Postmortem Incident 1
Date: 2021-10-24
Authors: Andreas Gassmann
Status: Complete, action items in progress
Summary: For about 1 hour (19:00 UTC - 20:00 UTC) the Beacon p2p network experienced a congestion and was mostly unusable or very slow.
Impact: New connection attempts between dApps and wallets during that time usually timed out or were very slow. Existing connections persisted and did allow for messages to be sent back and forth, but they were also slower or did not work at all, depending on the node the user was connected to. You can visit the Beacon Monitoring Dashboard for more information regarding the network activity.
Root Causes: Due to the high volume of users trying to pair their wallets at the same time, the Beacon network was overloaded and the requests were slowed down or timed out. The nodes struggled to handle the requests and were slowed down, which resulted in users retrying and adding additional load.
Trigger: The Neonz NFT sale went public at 19:00 UTC, which created a traffic spike around that time and lead to many users pairing their wallets at the same time.
Resolution: The nodes started recovering about one hour after the initial outage. After 2 hours, the functionality was fully restored.

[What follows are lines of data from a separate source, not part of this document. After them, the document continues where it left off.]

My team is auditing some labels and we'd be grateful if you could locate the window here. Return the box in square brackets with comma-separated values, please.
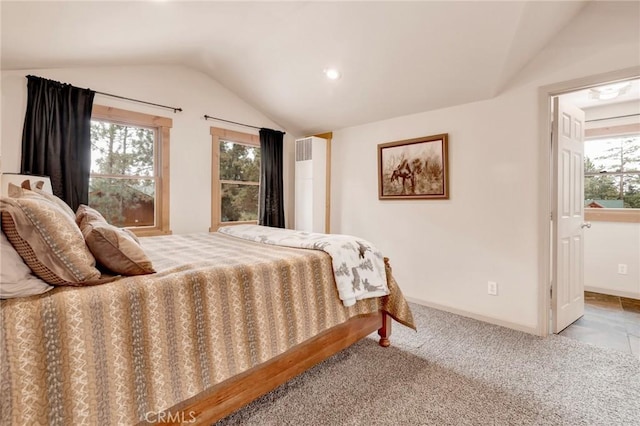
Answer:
[89, 105, 172, 235]
[210, 127, 260, 231]
[584, 126, 640, 222]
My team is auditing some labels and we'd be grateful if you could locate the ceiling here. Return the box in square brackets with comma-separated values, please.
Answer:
[1, 1, 586, 135]
[562, 79, 640, 109]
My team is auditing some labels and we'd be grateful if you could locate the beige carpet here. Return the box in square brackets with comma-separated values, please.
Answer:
[218, 304, 640, 426]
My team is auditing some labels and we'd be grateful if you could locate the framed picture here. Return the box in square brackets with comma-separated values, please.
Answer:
[378, 133, 449, 200]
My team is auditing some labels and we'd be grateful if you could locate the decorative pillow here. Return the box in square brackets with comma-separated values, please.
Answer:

Detection: The network was being used by the team around the time of the NFT drop.
Action Items:
Action Item | Type | Owner | State |
---|---|---|---|
Add 5 additional nodes (8 total) | mitigate | lionel | PLANNED |
Investigate if the Beacon Node config can be improved | mitigate | lionel | PLANNED |
Investigate if Dendrite, the new version of Matrix Synapse, improves performance | mitigate | lionel | PLANNED |
Improve reconnection logic in Beacon SDK | mitigate | andreas | PR OPEN |
Add additional transport layer to Beacon SDK for web wallets, to reduce the general load on the network | improve | andreas | PLANNED |
Lessons Learned
What went wrong
-
At the start of the Neonz public sale at 19:00 UTC, all connected wallets were disconnected from the neonz.xyz dApp. We were able to pinpoint an issue in the Beacon integration of the Neonz website where a user would be disconnected from the Neonz dApp in a certain case. This resulted in all users having to re-pair their wallets again before being able to mint neonz. Because many people tried to mint Neonz at once, this caused a massive load on the Beacon Nodes.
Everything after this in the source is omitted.